Digitech argues that it was required to defend against Trans-Care's counterclaims in order to collect any money and therefore should be reimbursed for those attorneys' fees. But suppose Trans-Care had timely paid all of its balances, noting its objection, and then sued Digitech for fraud. In that case, the contractual language would not allow Digitech to recover its attorneys' fees, because there would be no "unpaid balances." This just shows that the fraud counterclaims are separable from the collecting of unpaid balances. At best Digitech's argument might indicate an ambiguity in the contractual language. As Digitech drafted the contract, the doctrine of contra proferentem directs a result against Digitech.
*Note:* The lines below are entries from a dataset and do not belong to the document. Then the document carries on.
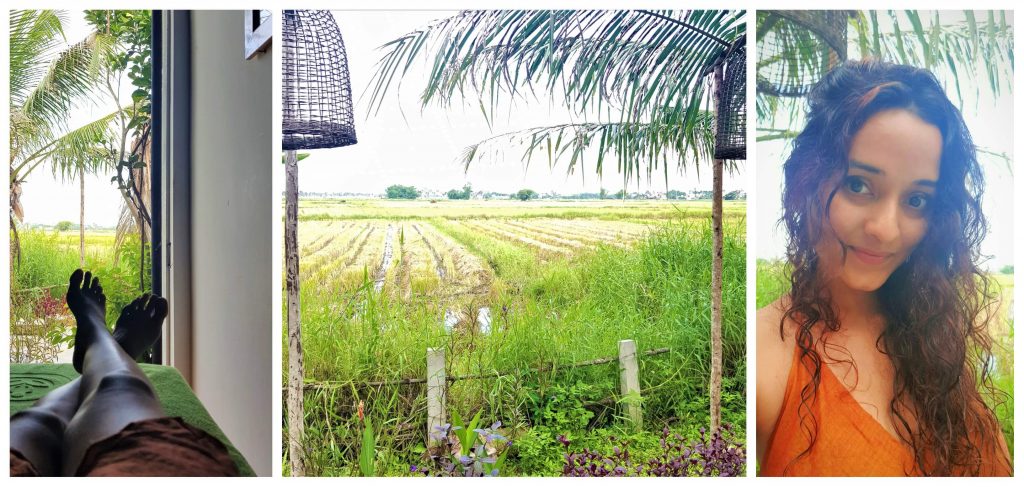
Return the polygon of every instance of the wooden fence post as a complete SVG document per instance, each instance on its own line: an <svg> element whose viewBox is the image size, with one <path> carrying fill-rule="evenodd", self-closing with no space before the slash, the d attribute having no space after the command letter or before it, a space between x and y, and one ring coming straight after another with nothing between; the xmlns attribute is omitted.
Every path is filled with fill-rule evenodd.
<svg viewBox="0 0 1024 487"><path fill-rule="evenodd" d="M643 410L640 407L640 374L636 363L636 342L619 341L619 387L626 400L626 416L633 424L643 426Z"/></svg>
<svg viewBox="0 0 1024 487"><path fill-rule="evenodd" d="M445 424L447 378L444 371L444 349L427 349L427 445L438 443L437 428Z"/></svg>

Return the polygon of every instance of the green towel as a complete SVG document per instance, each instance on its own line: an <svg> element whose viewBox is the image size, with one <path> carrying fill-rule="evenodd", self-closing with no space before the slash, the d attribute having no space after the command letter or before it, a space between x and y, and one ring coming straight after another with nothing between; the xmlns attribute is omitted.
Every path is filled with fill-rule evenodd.
<svg viewBox="0 0 1024 487"><path fill-rule="evenodd" d="M168 416L181 416L188 424L219 439L228 447L238 471L244 476L255 475L249 462L213 421L177 369L163 365L139 366L156 388ZM47 392L78 377L71 364L11 364L11 414L31 406Z"/></svg>

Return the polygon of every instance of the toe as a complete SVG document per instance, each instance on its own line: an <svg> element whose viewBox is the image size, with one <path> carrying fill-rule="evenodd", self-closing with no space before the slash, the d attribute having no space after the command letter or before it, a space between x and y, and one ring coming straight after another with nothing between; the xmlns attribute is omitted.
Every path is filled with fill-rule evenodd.
<svg viewBox="0 0 1024 487"><path fill-rule="evenodd" d="M83 282L85 284L85 289L92 286L92 271L85 271L85 280Z"/></svg>
<svg viewBox="0 0 1024 487"><path fill-rule="evenodd" d="M156 302L156 318L163 321L167 317L167 300L162 297L156 297L153 299Z"/></svg>
<svg viewBox="0 0 1024 487"><path fill-rule="evenodd" d="M130 318L137 307L138 306L134 302L124 305L124 307L121 308L121 317Z"/></svg>
<svg viewBox="0 0 1024 487"><path fill-rule="evenodd" d="M68 285L70 289L81 289L82 287L82 269L75 269L75 272L71 273L71 280Z"/></svg>

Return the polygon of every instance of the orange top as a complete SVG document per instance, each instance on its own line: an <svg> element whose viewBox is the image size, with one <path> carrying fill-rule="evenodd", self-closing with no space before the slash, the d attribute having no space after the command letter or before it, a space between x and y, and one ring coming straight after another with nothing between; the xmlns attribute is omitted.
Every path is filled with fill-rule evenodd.
<svg viewBox="0 0 1024 487"><path fill-rule="evenodd" d="M897 477L921 475L910 445L893 436L858 403L846 386L821 365L821 382L814 399L804 406L808 427L817 424L814 446L800 424L800 392L811 382L809 359L800 363L796 348L793 365L768 448L761 464L761 476ZM813 419L810 419L813 417ZM1001 434L1001 433L1000 433ZM983 474L1010 475L1001 455L986 462ZM991 457L990 457L991 458Z"/></svg>

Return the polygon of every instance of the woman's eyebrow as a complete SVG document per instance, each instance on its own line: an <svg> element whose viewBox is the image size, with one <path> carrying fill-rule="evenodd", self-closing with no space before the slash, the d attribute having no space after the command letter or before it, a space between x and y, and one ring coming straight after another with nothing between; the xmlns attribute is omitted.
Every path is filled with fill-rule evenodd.
<svg viewBox="0 0 1024 487"><path fill-rule="evenodd" d="M883 170L881 170L881 169L879 169L879 168L877 168L875 166L872 166L870 164L865 164L865 163L860 162L860 161L850 160L850 167L855 167L855 168L860 169L862 171L867 171L867 172L869 172L871 174L881 174L881 175L885 174L885 171L883 171Z"/></svg>
<svg viewBox="0 0 1024 487"><path fill-rule="evenodd" d="M850 160L850 167L851 168L857 168L857 169L860 169L861 171L866 171L866 172L869 172L871 174L878 174L878 175L882 175L882 176L885 175L885 171L883 171L883 170L881 170L881 169L879 169L879 168L877 168L875 166L872 166L871 164L865 164L863 162L855 161L855 160L852 160L852 159ZM917 181L914 181L914 184L916 184L918 186L927 186L929 188L934 188L937 183L936 183L936 181L934 179L918 179Z"/></svg>

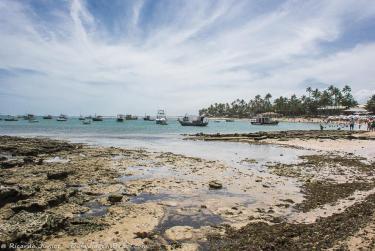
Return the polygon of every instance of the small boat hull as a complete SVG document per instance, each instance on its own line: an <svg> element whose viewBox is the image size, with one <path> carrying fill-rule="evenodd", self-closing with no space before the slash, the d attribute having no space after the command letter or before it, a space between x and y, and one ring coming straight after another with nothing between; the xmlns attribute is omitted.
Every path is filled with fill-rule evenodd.
<svg viewBox="0 0 375 251"><path fill-rule="evenodd" d="M157 119L156 124L157 125L168 125L168 122L165 119Z"/></svg>
<svg viewBox="0 0 375 251"><path fill-rule="evenodd" d="M279 121L272 121L269 123L251 122L252 125L278 125Z"/></svg>
<svg viewBox="0 0 375 251"><path fill-rule="evenodd" d="M197 122L197 121L181 121L179 120L182 126L207 126L208 122Z"/></svg>

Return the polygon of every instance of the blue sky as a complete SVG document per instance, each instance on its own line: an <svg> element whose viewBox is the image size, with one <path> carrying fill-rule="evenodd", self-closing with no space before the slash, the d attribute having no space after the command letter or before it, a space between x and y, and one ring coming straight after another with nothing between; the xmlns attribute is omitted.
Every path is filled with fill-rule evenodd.
<svg viewBox="0 0 375 251"><path fill-rule="evenodd" d="M197 113L375 94L373 0L0 0L0 113Z"/></svg>

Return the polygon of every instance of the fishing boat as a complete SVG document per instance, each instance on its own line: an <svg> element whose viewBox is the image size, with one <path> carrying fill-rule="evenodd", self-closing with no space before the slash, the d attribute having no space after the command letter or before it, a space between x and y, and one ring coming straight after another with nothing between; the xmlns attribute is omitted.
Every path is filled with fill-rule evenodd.
<svg viewBox="0 0 375 251"><path fill-rule="evenodd" d="M92 121L103 121L103 117L100 116L100 115L95 115L95 116L92 118Z"/></svg>
<svg viewBox="0 0 375 251"><path fill-rule="evenodd" d="M144 121L155 121L155 119L151 118L150 115L145 115L143 118Z"/></svg>
<svg viewBox="0 0 375 251"><path fill-rule="evenodd" d="M82 115L79 115L78 120L85 120L85 118Z"/></svg>
<svg viewBox="0 0 375 251"><path fill-rule="evenodd" d="M207 126L208 119L205 116L188 116L177 119L182 126Z"/></svg>
<svg viewBox="0 0 375 251"><path fill-rule="evenodd" d="M29 119L29 123L38 123L39 122L39 120L37 120L37 119Z"/></svg>
<svg viewBox="0 0 375 251"><path fill-rule="evenodd" d="M4 121L18 121L18 118L8 115Z"/></svg>
<svg viewBox="0 0 375 251"><path fill-rule="evenodd" d="M56 120L60 122L64 122L68 120L68 117L64 114L60 114L60 116Z"/></svg>
<svg viewBox="0 0 375 251"><path fill-rule="evenodd" d="M122 114L117 115L117 122L124 122L124 115Z"/></svg>
<svg viewBox="0 0 375 251"><path fill-rule="evenodd" d="M234 122L234 119L226 119L225 122Z"/></svg>
<svg viewBox="0 0 375 251"><path fill-rule="evenodd" d="M167 116L165 115L164 110L158 110L155 121L158 125L168 125Z"/></svg>
<svg viewBox="0 0 375 251"><path fill-rule="evenodd" d="M91 124L91 120L90 119L84 119L84 120L82 120L82 124L89 125L89 124Z"/></svg>
<svg viewBox="0 0 375 251"><path fill-rule="evenodd" d="M130 114L126 114L125 119L126 119L126 120L137 120L138 117L137 117L137 116L130 115Z"/></svg>
<svg viewBox="0 0 375 251"><path fill-rule="evenodd" d="M46 115L46 116L43 116L43 119L52 119L52 115Z"/></svg>
<svg viewBox="0 0 375 251"><path fill-rule="evenodd" d="M254 121L251 121L252 125L277 125L279 121L272 120L270 117L257 117Z"/></svg>
<svg viewBox="0 0 375 251"><path fill-rule="evenodd" d="M30 120L30 119L34 119L34 114L26 114L25 116L23 116L23 119L24 120Z"/></svg>

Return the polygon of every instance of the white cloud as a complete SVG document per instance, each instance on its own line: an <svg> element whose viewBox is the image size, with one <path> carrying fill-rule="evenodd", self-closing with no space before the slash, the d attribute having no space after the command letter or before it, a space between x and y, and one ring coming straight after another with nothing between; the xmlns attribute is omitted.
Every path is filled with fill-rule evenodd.
<svg viewBox="0 0 375 251"><path fill-rule="evenodd" d="M370 0L344 2L257 12L258 1L186 1L158 8L168 21L146 29L138 1L118 20L124 36L112 38L83 1L67 2L70 11L48 23L22 1L1 0L0 69L43 74L0 78L0 112L184 114L257 93L301 93L306 79L350 84L363 100L375 92L375 43L321 47L346 32L348 19L375 16Z"/></svg>

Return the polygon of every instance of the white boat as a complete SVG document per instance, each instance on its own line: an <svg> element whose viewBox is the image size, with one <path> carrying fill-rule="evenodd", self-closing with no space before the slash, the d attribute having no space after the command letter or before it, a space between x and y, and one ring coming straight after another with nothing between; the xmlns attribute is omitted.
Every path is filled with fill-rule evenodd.
<svg viewBox="0 0 375 251"><path fill-rule="evenodd" d="M5 119L5 121L18 121L17 117L8 115Z"/></svg>
<svg viewBox="0 0 375 251"><path fill-rule="evenodd" d="M56 120L57 121L67 121L68 117L64 114L60 114L60 116Z"/></svg>
<svg viewBox="0 0 375 251"><path fill-rule="evenodd" d="M117 115L117 122L124 122L124 120L125 120L125 116L124 115L122 115L122 114L119 114L119 115Z"/></svg>
<svg viewBox="0 0 375 251"><path fill-rule="evenodd" d="M158 110L155 121L158 125L168 125L167 116L165 115L164 110Z"/></svg>

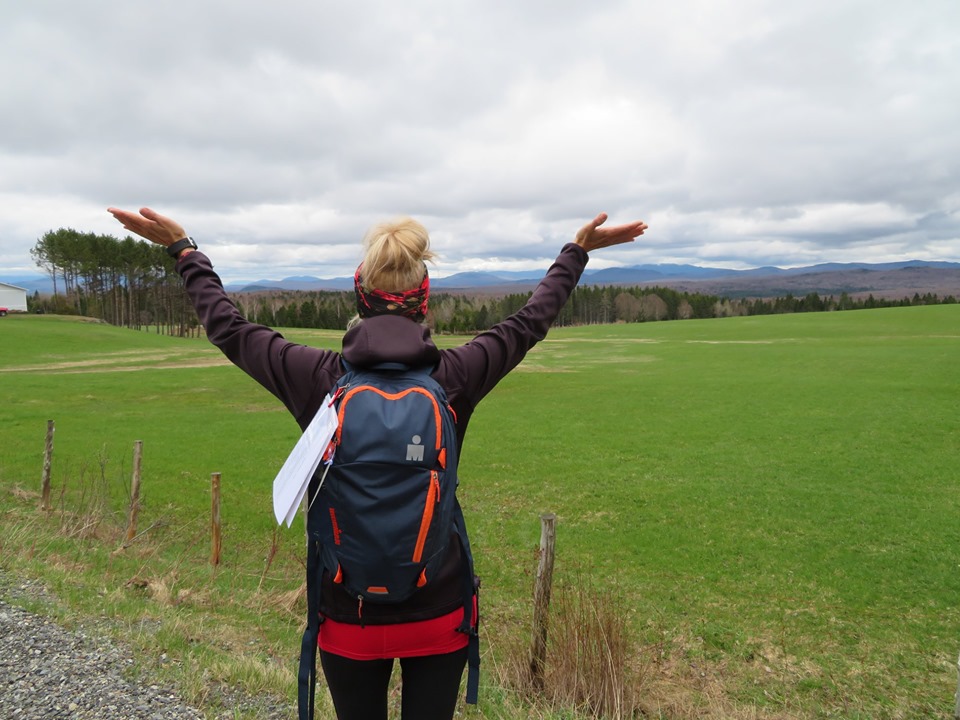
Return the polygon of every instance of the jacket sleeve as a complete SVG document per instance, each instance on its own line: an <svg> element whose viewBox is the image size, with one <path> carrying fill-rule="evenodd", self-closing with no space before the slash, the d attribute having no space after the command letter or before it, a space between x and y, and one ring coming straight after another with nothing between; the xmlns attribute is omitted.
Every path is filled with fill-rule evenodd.
<svg viewBox="0 0 960 720"><path fill-rule="evenodd" d="M202 252L182 256L177 272L210 342L279 398L305 428L340 374L339 353L292 343L244 318Z"/></svg>
<svg viewBox="0 0 960 720"><path fill-rule="evenodd" d="M442 352L442 383L457 388L460 400L476 407L546 337L580 281L587 259L579 245L564 245L526 305L465 345Z"/></svg>

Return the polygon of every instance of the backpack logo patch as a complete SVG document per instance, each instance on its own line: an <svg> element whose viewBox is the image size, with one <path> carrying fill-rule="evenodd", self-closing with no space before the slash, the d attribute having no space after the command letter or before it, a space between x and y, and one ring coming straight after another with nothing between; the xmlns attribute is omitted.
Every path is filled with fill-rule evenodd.
<svg viewBox="0 0 960 720"><path fill-rule="evenodd" d="M423 462L423 445L420 444L419 435L414 435L407 445L407 461Z"/></svg>

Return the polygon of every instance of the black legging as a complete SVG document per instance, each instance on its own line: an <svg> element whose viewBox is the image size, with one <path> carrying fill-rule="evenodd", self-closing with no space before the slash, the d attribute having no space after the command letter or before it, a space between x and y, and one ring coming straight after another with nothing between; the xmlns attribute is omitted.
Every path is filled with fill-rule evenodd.
<svg viewBox="0 0 960 720"><path fill-rule="evenodd" d="M450 720L466 663L467 648L401 658L402 720ZM339 720L387 720L393 660L351 660L321 650L320 664Z"/></svg>

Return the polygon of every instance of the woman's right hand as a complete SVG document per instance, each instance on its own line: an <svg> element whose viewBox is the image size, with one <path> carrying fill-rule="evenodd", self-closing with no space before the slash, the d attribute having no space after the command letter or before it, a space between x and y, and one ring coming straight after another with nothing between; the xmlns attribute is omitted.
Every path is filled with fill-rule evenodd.
<svg viewBox="0 0 960 720"><path fill-rule="evenodd" d="M140 208L140 212L135 213L112 207L107 208L107 212L119 220L120 224L130 232L134 232L157 245L169 247L177 240L187 237L187 233L180 223L154 212L150 208Z"/></svg>
<svg viewBox="0 0 960 720"><path fill-rule="evenodd" d="M574 242L587 252L591 252L612 245L633 242L634 239L643 235L643 231L647 229L647 224L642 220L623 225L602 227L606 221L607 214L600 213L580 228Z"/></svg>

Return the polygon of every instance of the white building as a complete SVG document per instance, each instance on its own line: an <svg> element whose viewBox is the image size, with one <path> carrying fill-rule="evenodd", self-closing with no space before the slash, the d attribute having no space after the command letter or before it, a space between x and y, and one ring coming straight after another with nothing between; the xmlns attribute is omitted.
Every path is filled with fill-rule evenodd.
<svg viewBox="0 0 960 720"><path fill-rule="evenodd" d="M27 311L27 291L25 288L0 282L0 308Z"/></svg>

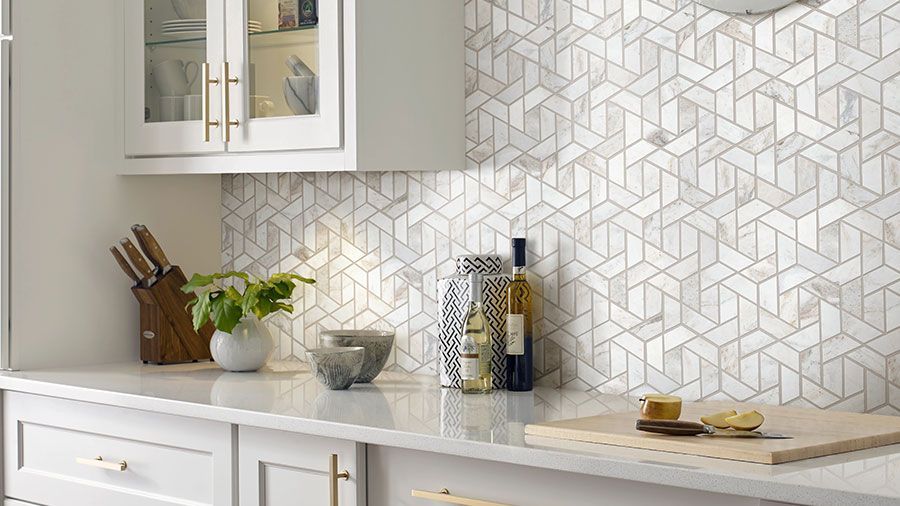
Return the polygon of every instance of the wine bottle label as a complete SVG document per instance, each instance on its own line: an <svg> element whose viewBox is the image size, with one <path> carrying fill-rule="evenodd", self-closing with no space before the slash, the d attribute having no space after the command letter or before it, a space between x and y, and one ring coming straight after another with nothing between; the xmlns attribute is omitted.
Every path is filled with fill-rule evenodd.
<svg viewBox="0 0 900 506"><path fill-rule="evenodd" d="M460 353L459 355L459 377L463 380L478 379L478 354L477 353Z"/></svg>
<svg viewBox="0 0 900 506"><path fill-rule="evenodd" d="M506 354L525 354L525 315L506 316Z"/></svg>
MPACT Constr. Grp., LLC v. Superior Concrete Constructors, Inc., 802 N.E.2d 901, 910 (Ind. 2004) ("When there is ambiguity in a contract, it is construed against its drafter."). Thus, the contractual language should be read to limit attorneys' fees only to the breach of contract action. And in any event, the fact that Digitech's award on the breach of contract has been greatly reduced will require a fresh look at its attorneys' fees award.
Therefore, we AFFIRM the decisions on fraud and breach of contract, but VACATE the damages awarded and REMAND for a new calculation of damages and fees in accordance with this opinion.